Ironclad Review

Ironclad
1215. Having been forced to sign Magna Carta, King John (Giamatti) imports Danish mercenaries to punish the barons who humiliated him. William de Albany (Cox) recruits Templar Thomas Marshall (Purefoy) and a band of rebels to defend the strategically important Rochester Castle against the King.

by Kim Newman |
Published on
Release Date:

04 Mar 2011

Running Time:

120 minutes

Certificate:

15

Original Title:

Ironclad

This blokey mediaeval mini-epic picks up the chronicle where Ridley Scott dropped it at the end of his Robin Hood, and plunges into the juicy politicking of the Barons’ War as a vindictive monarch tries to take back England from upstarts who have made him grant unheard-of liberties to the people. Then, it defaults to borrowing from the classic action movie template: whiskery Baron Brian de Cox, modelling a fetching chainmail cardigan, and noble Templar knight Sir James of Purefoy, who even has a heroic horse, trot about muddy stretches of the country recruiting old friends.

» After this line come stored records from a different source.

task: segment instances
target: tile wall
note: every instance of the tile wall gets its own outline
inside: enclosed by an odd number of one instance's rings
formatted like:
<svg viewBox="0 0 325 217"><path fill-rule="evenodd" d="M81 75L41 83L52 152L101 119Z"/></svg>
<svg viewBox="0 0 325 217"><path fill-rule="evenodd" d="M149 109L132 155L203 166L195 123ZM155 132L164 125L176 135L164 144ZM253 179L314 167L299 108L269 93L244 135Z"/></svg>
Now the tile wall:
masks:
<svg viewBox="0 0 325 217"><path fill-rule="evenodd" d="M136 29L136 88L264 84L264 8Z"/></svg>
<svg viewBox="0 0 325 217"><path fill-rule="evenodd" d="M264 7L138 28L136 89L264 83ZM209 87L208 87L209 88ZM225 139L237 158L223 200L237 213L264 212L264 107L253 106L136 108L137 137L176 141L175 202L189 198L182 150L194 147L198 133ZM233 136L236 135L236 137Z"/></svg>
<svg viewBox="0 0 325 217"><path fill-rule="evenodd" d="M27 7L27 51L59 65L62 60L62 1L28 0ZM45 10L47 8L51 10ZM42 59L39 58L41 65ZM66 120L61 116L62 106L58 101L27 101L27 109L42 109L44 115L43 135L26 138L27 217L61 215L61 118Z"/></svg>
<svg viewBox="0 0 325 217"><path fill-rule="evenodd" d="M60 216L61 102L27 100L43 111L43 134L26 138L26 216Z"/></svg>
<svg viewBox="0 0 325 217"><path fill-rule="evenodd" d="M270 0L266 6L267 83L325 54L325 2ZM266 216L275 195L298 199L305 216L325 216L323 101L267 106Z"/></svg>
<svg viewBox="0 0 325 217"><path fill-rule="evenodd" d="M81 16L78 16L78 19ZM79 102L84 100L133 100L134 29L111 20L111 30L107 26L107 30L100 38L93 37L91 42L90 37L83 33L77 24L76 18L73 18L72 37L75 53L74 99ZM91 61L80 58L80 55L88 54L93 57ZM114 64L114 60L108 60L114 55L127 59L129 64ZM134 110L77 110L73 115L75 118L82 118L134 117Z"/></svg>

Archer Mackenzie Crook, criminal Jamie Foreman, whoremonger Jason Flemyng and a few others sign up to defend Rochester Castle; according to Wikipedia, several hundred rebels held out during the siege, but Ironclad slims down the number to a traditional Magnificent Seven.

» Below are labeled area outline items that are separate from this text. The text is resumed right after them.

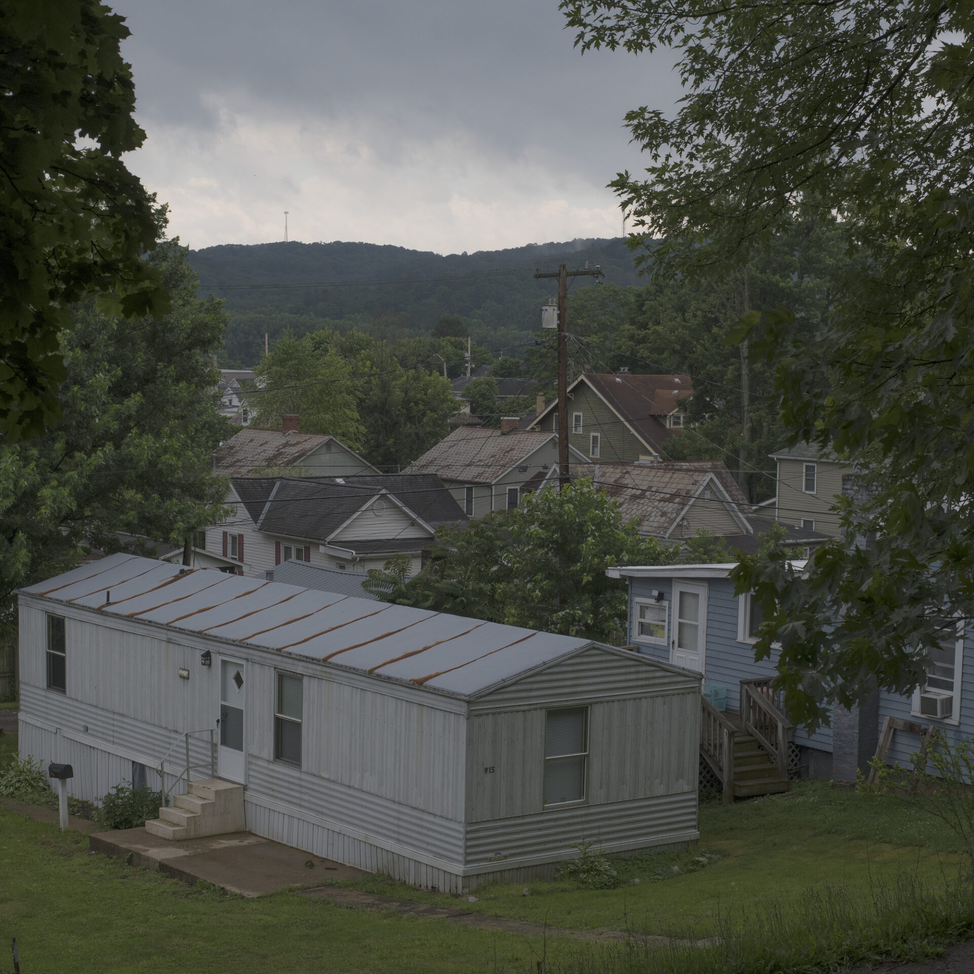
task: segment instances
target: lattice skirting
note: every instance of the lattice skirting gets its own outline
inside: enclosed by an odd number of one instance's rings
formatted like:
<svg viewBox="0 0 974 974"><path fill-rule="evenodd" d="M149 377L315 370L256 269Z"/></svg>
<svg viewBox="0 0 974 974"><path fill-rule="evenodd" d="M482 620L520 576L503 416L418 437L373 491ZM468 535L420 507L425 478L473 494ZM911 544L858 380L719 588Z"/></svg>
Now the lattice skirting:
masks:
<svg viewBox="0 0 974 974"><path fill-rule="evenodd" d="M802 766L802 748L795 741L788 741L788 780L794 781L799 776Z"/></svg>
<svg viewBox="0 0 974 974"><path fill-rule="evenodd" d="M700 768L697 772L696 787L701 792L711 792L711 791L723 791L724 785L721 783L721 779L717 776L714 769L703 760L702 756L700 758Z"/></svg>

Having perfected dour sword-swinging in Solomon Kane, Purefoy solidifies his manly rep as the near-mystically empowered warrior monk — it’s plain from the first sight of the winsome lady of the castle (Kate Mara) that his vow of chastity will be broken by the end of Act Two — and Marshall sets about defending Rochester in much the same way Patrick Swayze ran a bar in Road House. Writer-director Jonathan English, previously best-known for the SyFy Channel ‘original’ Minotaur, saddles a solid cast with too many duff lines (someone actually says, “It’s too quiet out there” just before a surprise attack), but it’s physically a convincing picture of brutal times. Paul Giamatti is a terrific villain, delivering angry speeches about the divine right of kings with fist-waving and beard-chewing while his Danish sidekick (Vladimir Kulich) shoulders a hefty axe in preparation for video-nasty levels of highly educational violence. According to King John, it’s not enough that a rebel has his hands and feet chopped off — they then have to be splatted against a castle wall with a ballista.

Though it’s a clanking armour exploitation movie not a History Channel production, some useful facts are embedded in the script. Should you ever be called upon to besiege a Norman castle, there’s a trick with burning pigs which will come in handy.

Like all sieges, this offers moments of choppy terror and excitement followed by dull sit-it-out-and-starve spots. Straddled between uproarious schoolboy tosh and serious historical movie, this still offers enough dismemberments, royal tantrums and portcullis-rammings to make for a lively Saturday night out.